ГРОБЫ!, вскрикнула Мэри, ухватившись за белые, налитые золотом рязанских полей кудри и ямочки на щеках. Она трогала лицо, как будто чувствовала его впервые. Свое молодое лицо. К ней подбежала повариха и начала промакивать потный лоб салфеткой, потом одумалась, вытерла лоб угольным передником и вернулась на кухню. Мэри осталась одна уже не первой свежести, в гробовом молчании хоронящая мечты, с черным крестом на лбу.
Ждал он долго, днями, неделями ждал, но птица все не появлялась на крыше. Мимо пролетали тысячи птиц, но прекраснейшая из них отпустила его, как морок, забыла, оставила на века. Летчик приходил на крышу каждый день пустота. Мрак. Забытье. Он приносил шампанское и дорогую ветчину. Ах да, птица была зла, и он решил отказаться от мяса, есть зерно и просо, искал полбу в магазине нашел. Купил. Давился сырым, но ел. Было что-то в этом хрусте нежное, терпкое, дикое. Он так хотел крылья, что ел зерно насухую. Потом выбрал что-то между человеческим и птичьим хрустел спагетти. Брал одну и стачивал без остатка. Страдал. Ждал. Верил.

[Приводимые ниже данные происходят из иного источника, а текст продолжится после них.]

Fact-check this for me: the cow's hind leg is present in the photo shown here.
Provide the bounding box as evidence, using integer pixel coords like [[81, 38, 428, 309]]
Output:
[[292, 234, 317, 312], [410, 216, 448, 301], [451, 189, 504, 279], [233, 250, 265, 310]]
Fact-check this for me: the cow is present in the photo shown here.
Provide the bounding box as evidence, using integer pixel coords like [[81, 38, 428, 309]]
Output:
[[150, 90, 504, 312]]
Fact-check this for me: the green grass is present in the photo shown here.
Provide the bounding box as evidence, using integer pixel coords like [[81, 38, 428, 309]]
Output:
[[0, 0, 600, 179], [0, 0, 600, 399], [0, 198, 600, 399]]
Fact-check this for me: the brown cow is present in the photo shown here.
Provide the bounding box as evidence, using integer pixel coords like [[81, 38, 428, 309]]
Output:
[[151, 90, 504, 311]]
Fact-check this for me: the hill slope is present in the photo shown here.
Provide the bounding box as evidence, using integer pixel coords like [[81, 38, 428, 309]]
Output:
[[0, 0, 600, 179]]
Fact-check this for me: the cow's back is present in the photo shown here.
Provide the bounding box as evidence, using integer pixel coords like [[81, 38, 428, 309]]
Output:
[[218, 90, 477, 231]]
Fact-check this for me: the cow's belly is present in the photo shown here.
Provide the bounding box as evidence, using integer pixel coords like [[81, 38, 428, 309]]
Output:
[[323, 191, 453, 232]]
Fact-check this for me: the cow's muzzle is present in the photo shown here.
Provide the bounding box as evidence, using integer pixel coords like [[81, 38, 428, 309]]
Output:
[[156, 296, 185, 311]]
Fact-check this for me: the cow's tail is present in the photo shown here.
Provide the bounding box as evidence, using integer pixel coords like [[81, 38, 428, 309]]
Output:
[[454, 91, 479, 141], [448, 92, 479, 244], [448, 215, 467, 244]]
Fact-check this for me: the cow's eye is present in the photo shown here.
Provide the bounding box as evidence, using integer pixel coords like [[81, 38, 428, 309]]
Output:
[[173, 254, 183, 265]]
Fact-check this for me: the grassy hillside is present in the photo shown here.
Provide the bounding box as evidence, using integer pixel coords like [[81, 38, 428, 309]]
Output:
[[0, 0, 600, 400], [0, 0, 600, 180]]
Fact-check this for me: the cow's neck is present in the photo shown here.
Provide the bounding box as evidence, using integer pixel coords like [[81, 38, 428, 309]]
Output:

Он возвращался после работы и кидался к матери на поклон, но отвергала его тетя Софочка, как неродное, безумное дитя. Нет хуже ничего в жизни, чем мать, что отвергает свое дитя, но тете Софочке ничего уже было не страшно. И она говорила "нет". Хорошо, не говорила. Просто осматривала летчика с нечищеных ботинок до глупых, неудачных мужеских плеч, резко квадратеющих на фоне извилистых петербуржских обоев в три слоя. Осматривала и роняла с губ презрительное:
Что ж ты за человек такой, летчик.
Меня зовут Григорий! Гриша! Помнишь ли ты мое имя, мать?, кричал летчик в пустоту коммунальных квартир.
Помню. Но профессия кормит, а имя твоё Кому оно нужно, это имя. Вот Мэри Машка. И что?, тетя Софочка держалась за голову, как пьяный боцман держался за палубу в шторм.
Не трогай её!
Трону. Только приведи её к нам буду трогать до её истерики.

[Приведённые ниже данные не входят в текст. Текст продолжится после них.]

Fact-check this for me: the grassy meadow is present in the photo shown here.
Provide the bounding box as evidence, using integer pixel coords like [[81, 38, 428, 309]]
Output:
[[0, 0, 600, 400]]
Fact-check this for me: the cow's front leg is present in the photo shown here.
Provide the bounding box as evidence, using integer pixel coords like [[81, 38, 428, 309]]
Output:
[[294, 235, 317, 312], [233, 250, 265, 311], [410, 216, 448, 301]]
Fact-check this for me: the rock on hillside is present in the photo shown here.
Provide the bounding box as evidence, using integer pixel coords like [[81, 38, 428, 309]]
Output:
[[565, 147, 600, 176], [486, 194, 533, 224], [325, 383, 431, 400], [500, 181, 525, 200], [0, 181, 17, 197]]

Да рязанская она. Чем ты её, петербурженка, проймешь.
Буду морщить нос каждый раз, когда говорит "звОнит".
Не говорит она так. Чертова ты снобка.
Спрошу про жадину-говядину.
Летчик остановился в ужасе как далеко зашел их разговор.
Жадину-говядину?
А ты и не знаешь, всплеснула руками мать и зашагала по квартире, Вот по всей стране говорят "Жадина-говядина, ?"
Турецкий барабан?
Ха! Вот дурак. Запоминай, тетя Софочка закурила и вертела сигаретой перед носом летчика так и этак, Коренные петербуржцы должны отвечать "Пустая шоколадина". Если кто-то говорит "Соленый огурец" или "Турецкий барабан" не наш. НЕ НАШ. НЕ КОРЕННОЙ.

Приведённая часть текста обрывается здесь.